THIRUVANANTHAPURAM: It’s not often that you get to see a rocket. But now you have the chance to gawk at one every day. All you have to do is travel along the Museum-Vellayambalam Road. The Institution of Engineers (IE), Kerala chapter, has erected on its campus a scale model of the Polar Satellite Launch Vehicle-XL (PSLV-XL), the rocket that placed India’s Moon and Mars missions in orbit.   The aluminium model, fabricated in Bangalore, is a gift from the Indian Space Research Organisation (ISRO), IE officials said.

 ‘’The only models of ISRO rockets in the city are in the campus of the Kerala State Science and Technology Museum (KSSTM).

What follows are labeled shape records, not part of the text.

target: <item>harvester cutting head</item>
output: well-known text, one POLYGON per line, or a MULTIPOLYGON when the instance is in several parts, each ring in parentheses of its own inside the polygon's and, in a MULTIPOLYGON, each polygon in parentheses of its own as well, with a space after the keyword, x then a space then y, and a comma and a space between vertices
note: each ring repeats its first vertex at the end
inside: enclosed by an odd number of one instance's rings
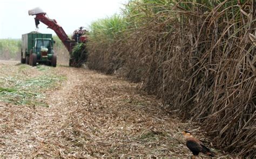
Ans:
POLYGON ((46 13, 39 7, 29 10, 29 15, 30 16, 36 15, 40 13, 46 14, 46 13))

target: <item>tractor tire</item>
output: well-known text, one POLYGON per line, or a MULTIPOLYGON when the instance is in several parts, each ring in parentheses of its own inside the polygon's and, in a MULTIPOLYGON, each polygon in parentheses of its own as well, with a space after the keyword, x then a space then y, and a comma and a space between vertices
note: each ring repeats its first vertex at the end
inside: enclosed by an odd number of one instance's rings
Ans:
POLYGON ((25 63, 26 64, 29 64, 29 57, 28 56, 26 56, 26 59, 25 59, 25 63))
POLYGON ((51 57, 51 66, 52 67, 56 67, 57 65, 57 56, 56 55, 52 55, 51 57))
POLYGON ((23 54, 23 53, 22 53, 21 57, 21 63, 24 64, 26 62, 26 59, 22 58, 22 54, 23 54))
POLYGON ((31 54, 31 64, 32 66, 36 66, 37 57, 37 55, 35 53, 33 53, 31 54))

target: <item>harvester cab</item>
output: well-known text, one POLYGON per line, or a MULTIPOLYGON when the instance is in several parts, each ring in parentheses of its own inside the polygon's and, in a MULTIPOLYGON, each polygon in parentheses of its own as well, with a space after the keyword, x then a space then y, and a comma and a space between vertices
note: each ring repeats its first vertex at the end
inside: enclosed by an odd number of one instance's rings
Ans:
POLYGON ((88 31, 84 28, 84 27, 81 26, 73 32, 72 39, 74 39, 76 42, 84 43, 86 41, 87 38, 85 34, 88 33, 88 31))
POLYGON ((84 29, 84 27, 80 27, 78 30, 76 30, 73 32, 72 38, 70 38, 63 28, 57 23, 56 20, 50 19, 46 16, 46 12, 44 12, 39 8, 36 8, 29 11, 29 15, 36 16, 35 20, 37 27, 40 21, 47 25, 49 28, 55 32, 58 37, 59 37, 69 52, 70 55, 70 66, 77 66, 77 63, 73 61, 74 60, 72 57, 72 50, 74 47, 78 43, 85 43, 86 42, 87 37, 86 34, 87 31, 84 29))

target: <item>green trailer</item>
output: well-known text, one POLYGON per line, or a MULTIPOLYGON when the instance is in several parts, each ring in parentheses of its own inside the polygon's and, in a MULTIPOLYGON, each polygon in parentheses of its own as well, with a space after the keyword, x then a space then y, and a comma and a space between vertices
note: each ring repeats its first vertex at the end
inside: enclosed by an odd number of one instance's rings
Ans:
POLYGON ((21 63, 32 66, 39 63, 56 67, 57 56, 53 51, 54 42, 50 34, 31 32, 23 34, 21 63))

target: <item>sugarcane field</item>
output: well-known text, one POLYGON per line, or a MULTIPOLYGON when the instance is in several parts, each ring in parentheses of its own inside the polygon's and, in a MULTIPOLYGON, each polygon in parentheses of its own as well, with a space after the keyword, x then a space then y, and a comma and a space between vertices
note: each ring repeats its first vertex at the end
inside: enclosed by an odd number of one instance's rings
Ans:
POLYGON ((256 1, 0 1, 0 158, 255 158, 256 1))

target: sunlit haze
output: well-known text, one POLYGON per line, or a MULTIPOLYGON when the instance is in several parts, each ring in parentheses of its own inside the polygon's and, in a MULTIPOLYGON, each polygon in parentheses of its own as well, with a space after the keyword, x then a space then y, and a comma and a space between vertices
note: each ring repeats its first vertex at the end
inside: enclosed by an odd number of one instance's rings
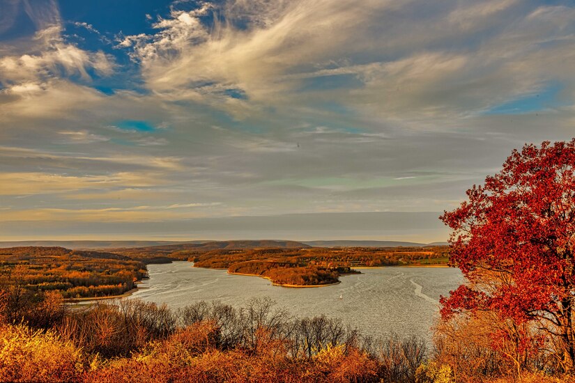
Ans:
POLYGON ((569 1, 0 0, 0 240, 445 241, 574 63, 569 1))

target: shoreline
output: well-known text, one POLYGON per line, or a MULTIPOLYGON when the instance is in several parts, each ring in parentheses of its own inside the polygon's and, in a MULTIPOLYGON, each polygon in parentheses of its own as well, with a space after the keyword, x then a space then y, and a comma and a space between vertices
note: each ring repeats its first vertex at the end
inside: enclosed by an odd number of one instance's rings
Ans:
MULTIPOLYGON (((263 278, 264 279, 267 279, 268 281, 271 281, 269 276, 263 276, 263 275, 259 275, 256 274, 244 274, 244 273, 238 273, 238 272, 228 272, 228 274, 230 275, 242 275, 244 276, 259 276, 260 278, 263 278)), ((352 274, 345 274, 345 275, 352 275, 352 274)), ((322 285, 290 285, 290 284, 282 284, 282 283, 274 283, 272 282, 273 286, 279 286, 279 287, 285 287, 285 288, 317 288, 317 287, 323 287, 323 286, 331 286, 333 285, 337 285, 341 283, 341 281, 338 281, 337 282, 333 282, 332 283, 325 283, 322 285)))
POLYGON ((390 265, 389 266, 358 266, 352 269, 385 269, 387 267, 449 267, 447 265, 390 265))
POLYGON ((124 298, 125 297, 129 297, 132 295, 133 293, 137 292, 139 289, 146 288, 141 288, 139 286, 136 286, 132 290, 128 290, 123 294, 121 294, 119 295, 105 295, 104 297, 82 297, 82 298, 64 298, 64 303, 71 303, 74 304, 76 302, 86 302, 86 301, 102 301, 104 299, 117 299, 120 298, 124 298))

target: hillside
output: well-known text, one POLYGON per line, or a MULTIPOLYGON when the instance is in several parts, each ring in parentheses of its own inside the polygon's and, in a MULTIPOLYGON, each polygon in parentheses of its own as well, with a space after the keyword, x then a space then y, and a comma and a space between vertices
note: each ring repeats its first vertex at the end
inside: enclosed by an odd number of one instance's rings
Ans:
POLYGON ((422 247, 427 246, 424 243, 406 242, 401 241, 362 241, 362 240, 335 240, 335 241, 306 241, 303 243, 312 247, 422 247))

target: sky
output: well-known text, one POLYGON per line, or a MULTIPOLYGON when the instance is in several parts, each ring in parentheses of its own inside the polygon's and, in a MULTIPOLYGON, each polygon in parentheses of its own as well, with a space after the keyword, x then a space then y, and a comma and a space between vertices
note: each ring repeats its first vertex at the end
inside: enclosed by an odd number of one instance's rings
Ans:
POLYGON ((444 241, 574 63, 571 1, 0 0, 0 240, 444 241))

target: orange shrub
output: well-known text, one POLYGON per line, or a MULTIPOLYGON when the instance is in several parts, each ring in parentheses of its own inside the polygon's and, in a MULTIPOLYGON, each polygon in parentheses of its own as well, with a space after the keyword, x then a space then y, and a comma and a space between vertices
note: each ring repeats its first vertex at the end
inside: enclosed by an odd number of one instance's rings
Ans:
POLYGON ((52 331, 0 327, 0 381, 75 382, 83 368, 80 350, 52 331))

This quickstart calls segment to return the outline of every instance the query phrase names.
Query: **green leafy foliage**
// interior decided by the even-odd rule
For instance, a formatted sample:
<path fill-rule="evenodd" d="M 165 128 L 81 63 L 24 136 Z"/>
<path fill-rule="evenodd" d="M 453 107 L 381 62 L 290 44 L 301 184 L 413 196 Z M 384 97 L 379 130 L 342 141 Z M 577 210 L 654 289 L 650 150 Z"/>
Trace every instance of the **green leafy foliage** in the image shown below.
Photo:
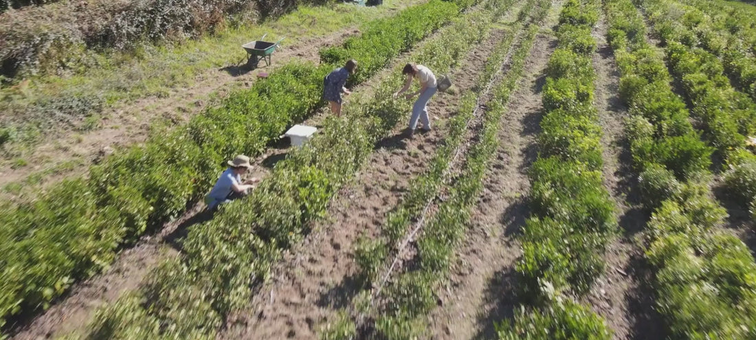
<path fill-rule="evenodd" d="M 496 325 L 498 338 L 608 340 L 612 331 L 600 317 L 575 302 L 553 303 L 548 308 L 516 311 L 513 322 Z"/>
<path fill-rule="evenodd" d="M 756 160 L 748 159 L 733 165 L 725 173 L 724 184 L 743 206 L 756 200 Z"/>
<path fill-rule="evenodd" d="M 627 17 L 640 17 L 630 1 L 608 2 L 608 17 L 617 29 L 629 29 Z M 730 165 L 747 162 L 751 156 L 740 147 L 738 134 L 750 128 L 747 111 L 752 104 L 742 100 L 742 95 L 730 88 L 729 79 L 723 76 L 727 66 L 723 67 L 715 57 L 735 54 L 722 51 L 721 36 L 711 31 L 708 17 L 702 12 L 666 0 L 644 1 L 643 6 L 665 44 L 670 70 L 692 104 L 692 114 L 705 127 L 703 136 L 722 156 L 731 158 L 727 162 Z M 637 103 L 640 94 L 650 94 L 646 88 L 652 86 L 655 92 L 666 91 L 662 85 L 668 87 L 668 80 L 659 78 L 652 85 L 648 75 L 639 76 L 640 72 L 632 66 L 641 51 L 643 57 L 663 65 L 660 57 L 645 51 L 649 50 L 645 42 L 622 42 L 625 38 L 621 34 L 610 33 L 609 39 L 620 40 L 612 45 L 618 50 L 615 53 L 626 94 L 623 97 L 629 104 Z M 660 69 L 656 74 L 664 73 Z M 668 101 L 668 107 L 673 107 L 671 103 Z M 631 113 L 643 116 L 645 122 L 630 121 L 627 130 L 634 132 L 628 134 L 634 159 L 643 165 L 643 203 L 655 210 L 647 225 L 646 258 L 655 270 L 656 309 L 675 338 L 753 338 L 756 264 L 742 242 L 715 231 L 727 213 L 709 190 L 708 154 L 714 149 L 702 143 L 698 134 L 689 132 L 688 126 L 676 124 L 687 131 L 668 133 L 673 126 L 668 124 L 671 119 L 682 122 L 672 117 L 686 118 L 683 110 L 680 114 L 670 115 L 672 111 L 655 107 L 633 107 Z M 654 125 L 655 133 L 649 133 L 646 122 Z M 736 172 L 733 168 L 730 173 Z M 742 187 L 739 190 L 748 191 Z M 730 191 L 739 194 L 736 190 Z"/>
<path fill-rule="evenodd" d="M 395 34 L 358 37 L 350 40 L 353 45 L 346 49 L 361 55 L 373 48 L 361 42 L 398 39 L 401 44 L 383 57 L 385 64 L 451 20 L 457 8 L 454 4 L 433 1 L 407 8 L 398 17 L 376 20 L 366 24 L 367 31 L 388 23 L 395 27 L 392 31 Z M 420 14 L 426 12 L 433 15 Z M 412 34 L 405 34 L 404 26 Z M 153 230 L 197 202 L 226 159 L 238 153 L 259 154 L 287 127 L 321 107 L 323 77 L 335 66 L 299 62 L 283 66 L 251 88 L 231 94 L 219 107 L 194 117 L 187 126 L 167 135 L 154 135 L 143 146 L 117 151 L 94 165 L 88 179 L 57 185 L 34 203 L 3 209 L 0 221 L 7 223 L 0 237 L 8 265 L 3 267 L 0 317 L 45 307 L 71 283 L 107 265 L 120 245 Z M 377 69 L 363 70 L 361 79 L 376 72 Z M 375 110 L 381 107 L 379 103 L 374 105 Z M 392 126 L 398 116 L 395 111 L 377 121 Z M 333 134 L 349 135 L 350 128 L 343 123 L 326 124 L 324 134 L 333 139 L 314 143 L 313 155 L 291 155 L 293 159 L 286 163 L 291 165 L 277 168 L 277 179 L 259 190 L 269 198 L 250 199 L 267 210 L 249 214 L 257 220 L 243 221 L 256 221 L 247 225 L 254 225 L 264 241 L 284 247 L 295 242 L 301 234 L 292 231 L 300 229 L 303 221 L 322 215 L 333 190 L 342 182 L 344 172 L 354 169 L 369 153 L 373 138 L 387 128 L 370 126 L 373 122 L 367 119 L 359 127 L 364 131 L 349 141 Z M 345 141 L 351 144 L 345 146 Z M 313 166 L 324 158 L 333 162 L 333 165 Z M 342 168 L 332 171 L 336 165 Z M 198 228 L 197 233 L 213 238 L 209 230 Z M 246 252 L 255 253 L 253 249 Z"/>
<path fill-rule="evenodd" d="M 590 290 L 617 229 L 615 202 L 602 181 L 602 132 L 593 107 L 595 5 L 570 0 L 559 17 L 559 48 L 546 70 L 541 152 L 528 172 L 531 216 L 516 267 L 520 295 L 537 308 L 531 313 L 522 308 L 513 321 L 498 324 L 498 338 L 611 336 L 600 317 L 562 300 Z"/>

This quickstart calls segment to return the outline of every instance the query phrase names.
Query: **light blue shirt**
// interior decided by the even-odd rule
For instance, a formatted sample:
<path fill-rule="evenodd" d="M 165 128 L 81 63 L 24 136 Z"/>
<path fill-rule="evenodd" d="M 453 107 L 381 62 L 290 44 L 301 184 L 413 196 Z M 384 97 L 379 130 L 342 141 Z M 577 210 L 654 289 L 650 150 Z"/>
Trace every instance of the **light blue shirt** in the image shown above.
<path fill-rule="evenodd" d="M 221 177 L 218 178 L 218 181 L 215 182 L 215 186 L 212 187 L 210 193 L 207 194 L 207 196 L 212 200 L 208 203 L 208 208 L 213 209 L 218 203 L 225 201 L 233 191 L 231 187 L 234 184 L 239 184 L 240 183 L 241 176 L 234 174 L 234 169 L 228 168 L 223 172 Z"/>

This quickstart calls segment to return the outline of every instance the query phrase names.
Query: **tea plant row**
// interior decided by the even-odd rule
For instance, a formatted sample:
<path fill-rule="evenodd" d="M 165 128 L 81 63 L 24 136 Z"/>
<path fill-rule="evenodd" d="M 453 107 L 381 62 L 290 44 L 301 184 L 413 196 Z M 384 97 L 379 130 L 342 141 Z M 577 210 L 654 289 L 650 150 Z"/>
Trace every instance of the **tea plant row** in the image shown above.
<path fill-rule="evenodd" d="M 713 149 L 673 94 L 664 54 L 646 42 L 637 9 L 630 0 L 605 3 L 641 199 L 652 212 L 646 256 L 656 310 L 676 338 L 752 338 L 756 264 L 742 242 L 718 228 L 727 214 L 709 190 Z"/>
<path fill-rule="evenodd" d="M 756 214 L 756 156 L 746 143 L 749 136 L 756 136 L 756 105 L 730 85 L 727 63 L 720 58 L 727 60 L 733 54 L 723 51 L 723 39 L 716 39 L 724 33 L 708 28 L 711 18 L 692 7 L 666 1 L 644 2 L 644 6 L 652 14 L 651 22 L 665 45 L 670 69 L 683 85 L 691 113 L 729 168 L 728 192 L 744 208 L 750 204 Z M 691 32 L 701 36 L 691 39 Z"/>
<path fill-rule="evenodd" d="M 531 166 L 531 215 L 516 266 L 525 305 L 497 326 L 499 338 L 610 338 L 603 320 L 572 300 L 604 270 L 604 249 L 616 233 L 615 202 L 602 181 L 601 126 L 593 106 L 591 36 L 596 2 L 568 0 L 546 68 L 545 116 Z M 528 311 L 529 310 L 529 311 Z"/>
<path fill-rule="evenodd" d="M 493 98 L 488 102 L 475 144 L 468 150 L 464 164 L 460 166 L 460 173 L 451 179 L 451 183 L 445 189 L 445 199 L 437 203 L 435 212 L 429 218 L 417 240 L 417 258 L 410 260 L 417 261 L 417 268 L 404 268 L 388 283 L 382 294 L 376 297 L 380 302 L 373 312 L 374 326 L 386 338 L 410 338 L 422 335 L 427 325 L 428 314 L 437 305 L 435 292 L 441 289 L 449 272 L 455 249 L 464 240 L 471 210 L 482 188 L 483 176 L 499 146 L 498 129 L 504 107 L 522 76 L 525 59 L 540 29 L 539 23 L 547 13 L 550 3 L 528 2 L 525 8 L 534 5 L 533 11 L 536 13 L 531 14 L 534 17 L 534 21 L 523 29 L 519 46 L 513 47 L 511 67 L 494 90 Z M 489 62 L 489 65 L 501 65 L 502 60 L 498 60 L 500 58 L 493 59 L 497 61 Z M 418 217 L 425 218 L 422 215 Z"/>
<path fill-rule="evenodd" d="M 480 29 L 482 33 L 490 30 L 491 22 L 500 17 L 512 3 L 513 2 L 508 1 L 506 4 L 499 6 L 499 8 L 500 8 L 499 11 L 489 11 L 486 14 L 485 20 L 476 20 L 476 22 L 479 25 L 481 25 Z M 528 2 L 528 3 L 525 4 L 521 13 L 526 14 L 530 11 L 532 5 L 532 1 Z M 460 23 L 460 26 L 463 26 L 463 25 L 465 25 L 464 23 Z M 519 21 L 517 26 L 519 26 Z M 481 40 L 485 39 L 485 34 L 479 34 L 478 36 L 463 35 L 460 38 L 464 36 L 476 36 L 479 37 L 478 39 Z M 510 35 L 500 42 L 496 51 L 486 60 L 485 69 L 479 76 L 476 88 L 480 88 L 481 86 L 484 86 L 486 84 L 490 85 L 491 82 L 494 82 L 494 77 L 497 73 L 498 69 L 501 66 L 506 57 L 505 52 L 510 48 L 513 38 L 513 34 Z M 464 40 L 460 40 L 460 42 L 463 42 Z M 483 95 L 485 94 L 482 94 L 482 96 Z M 388 223 L 399 227 L 395 227 L 391 230 L 389 230 L 388 227 L 384 228 L 382 230 L 383 233 L 383 237 L 379 236 L 376 240 L 370 240 L 364 236 L 358 241 L 355 250 L 355 261 L 358 264 L 358 270 L 361 271 L 360 274 L 363 280 L 363 283 L 366 285 L 366 287 L 372 285 L 376 289 L 375 292 L 370 289 L 363 290 L 355 298 L 352 310 L 342 311 L 336 320 L 326 325 L 323 328 L 321 332 L 321 338 L 342 339 L 355 338 L 355 336 L 357 338 L 365 336 L 364 335 L 358 335 L 357 329 L 365 329 L 366 326 L 364 323 L 367 320 L 366 314 L 371 311 L 370 309 L 373 308 L 373 302 L 375 298 L 377 298 L 377 296 L 375 295 L 380 294 L 380 289 L 386 283 L 386 280 L 389 278 L 389 275 L 395 264 L 395 263 L 390 261 L 401 252 L 401 249 L 407 245 L 406 241 L 402 243 L 401 245 L 399 244 L 399 241 L 400 238 L 405 236 L 405 233 L 411 233 L 408 230 L 411 224 L 410 218 L 417 217 L 417 215 L 421 214 L 421 211 L 423 210 L 422 206 L 426 205 L 434 198 L 438 190 L 441 189 L 443 180 L 449 170 L 450 165 L 453 162 L 453 159 L 455 158 L 454 153 L 455 152 L 458 153 L 460 145 L 464 139 L 465 134 L 467 133 L 467 127 L 474 118 L 474 113 L 477 110 L 477 102 L 475 99 L 475 96 L 471 95 L 469 93 L 463 96 L 460 100 L 460 107 L 457 110 L 458 113 L 454 115 L 447 123 L 447 128 L 448 130 L 446 132 L 447 137 L 444 140 L 443 145 L 437 150 L 435 154 L 432 158 L 429 169 L 424 175 L 414 178 L 411 181 L 412 184 L 410 192 L 404 197 L 403 202 L 400 203 L 395 210 L 389 213 L 388 216 L 389 221 Z M 404 212 L 398 212 L 401 211 L 404 211 Z M 413 212 L 412 216 L 409 216 L 411 214 L 409 211 Z M 389 267 L 388 270 L 385 270 L 386 274 L 380 273 L 382 269 L 385 269 L 386 267 Z M 379 276 L 379 274 L 382 275 Z M 407 283 L 418 284 L 418 283 L 413 282 L 407 282 Z M 432 286 L 427 288 L 432 289 Z M 410 289 L 412 289 L 410 288 Z M 416 292 L 417 292 L 417 289 L 413 289 L 410 294 Z M 424 292 L 427 292 L 428 291 L 426 290 Z M 414 302 L 418 301 L 417 298 L 412 298 Z M 355 307 L 356 308 L 354 308 Z M 415 308 L 423 308 L 423 306 L 418 305 Z M 419 321 L 421 320 L 417 319 L 409 320 L 407 318 L 401 320 L 392 319 L 389 322 L 379 321 L 375 325 L 376 327 L 376 332 L 380 334 L 381 336 L 385 336 L 388 338 L 404 338 L 413 335 L 420 335 L 423 332 L 425 325 Z"/>
<path fill-rule="evenodd" d="M 727 2 L 685 0 L 699 11 L 683 11 L 671 30 L 689 27 L 681 32 L 686 45 L 699 45 L 722 59 L 725 71 L 734 85 L 756 100 L 756 20 L 753 11 L 742 11 Z M 705 15 L 708 14 L 708 15 Z"/>
<path fill-rule="evenodd" d="M 346 42 L 364 80 L 456 17 L 454 3 L 433 0 L 365 25 Z M 336 60 L 343 61 L 343 60 Z M 0 320 L 45 307 L 74 281 L 107 267 L 133 243 L 196 202 L 225 160 L 259 154 L 295 122 L 323 106 L 323 77 L 334 64 L 291 63 L 167 135 L 119 150 L 89 176 L 65 181 L 36 202 L 0 211 Z"/>
<path fill-rule="evenodd" d="M 455 19 L 413 60 L 446 72 L 467 51 L 469 37 L 481 33 L 472 23 L 478 15 L 475 11 Z M 403 81 L 399 70 L 380 82 L 374 96 L 348 107 L 345 118 L 328 117 L 321 133 L 293 150 L 250 196 L 194 227 L 183 242 L 183 256 L 162 264 L 138 292 L 100 311 L 87 336 L 215 337 L 222 320 L 246 305 L 281 252 L 326 213 L 375 143 L 406 117 L 407 103 L 392 97 Z"/>

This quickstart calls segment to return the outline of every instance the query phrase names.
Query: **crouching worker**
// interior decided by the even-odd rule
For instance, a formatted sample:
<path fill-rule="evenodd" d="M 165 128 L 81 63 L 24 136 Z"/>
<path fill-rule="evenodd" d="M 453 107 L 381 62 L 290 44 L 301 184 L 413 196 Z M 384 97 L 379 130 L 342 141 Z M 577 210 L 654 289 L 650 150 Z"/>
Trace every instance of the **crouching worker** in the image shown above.
<path fill-rule="evenodd" d="M 410 118 L 410 128 L 407 131 L 409 137 L 411 138 L 415 133 L 415 128 L 417 128 L 418 119 L 423 123 L 423 126 L 422 129 L 423 131 L 430 131 L 430 119 L 428 117 L 428 101 L 430 100 L 431 97 L 433 97 L 433 94 L 435 94 L 435 91 L 437 91 L 436 85 L 438 84 L 435 75 L 429 69 L 423 65 L 407 63 L 404 66 L 404 70 L 401 70 L 401 74 L 406 76 L 407 79 L 404 81 L 404 86 L 394 94 L 395 98 L 410 89 L 410 86 L 412 85 L 412 79 L 417 79 L 418 82 L 420 83 L 420 90 L 404 95 L 407 99 L 411 99 L 420 94 L 417 100 L 415 100 L 415 104 L 412 106 L 412 116 Z"/>
<path fill-rule="evenodd" d="M 328 107 L 336 116 L 341 116 L 341 94 L 351 94 L 344 87 L 346 79 L 357 72 L 357 61 L 354 59 L 346 62 L 344 67 L 334 70 L 323 79 L 323 99 L 328 100 Z"/>
<path fill-rule="evenodd" d="M 246 156 L 239 155 L 228 161 L 228 168 L 223 172 L 210 193 L 205 196 L 207 209 L 215 211 L 218 206 L 243 197 L 254 188 L 253 184 L 259 181 L 257 178 L 241 181 L 241 177 L 250 168 L 252 164 L 249 164 L 249 157 Z"/>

You have to go there to see them. Our campus is visible from the road, so everyone can see it,’’ said S R Vijayamohanakumar, IE Kerala chapter chairman and senior scientist with ISRO.

 The PSLV-XL has one-fifth the height and diameter of an operational PSLV-XL. ‘’A real PSLV is 44 metres tall and weighs around 235 tonnes. Here the weight is just one tonne, so the weight is not to scale,’’ Vijayamohankumar said. The aluminium model was brought to Thiruvananthapuram in sections and assembled. It may be shorter than the original, but the model is still taller than the IE building!

 The maiden flight of the PSLV, in September 1993, was a failure. But since then, the technology has been honed to near-perfection. Today, with 25 straight successes, the PSLV is considered the ‘workhorse’ of ISRO. The PSLV-XL version first lifted off from Sriharikota spaceport on October 22, 2008, to put India’s Moon mission - Chandrayaan I - in orbit. Since then, it has been used five more times, most famously on November 5, 2013, for the Mars Orbiter Mission (MOM).

 But the PSLV is not the first ‘rocket’ at IE. IE has been the proud owner of a scale model of the Geosynchronous Satellite Launch Vehicle Mk-III (GSLV Mk-III), India’s heftiest rocket that is still in the making, for some time now. This particular model is merely 1/20th the size of the original, a real ‘mini’.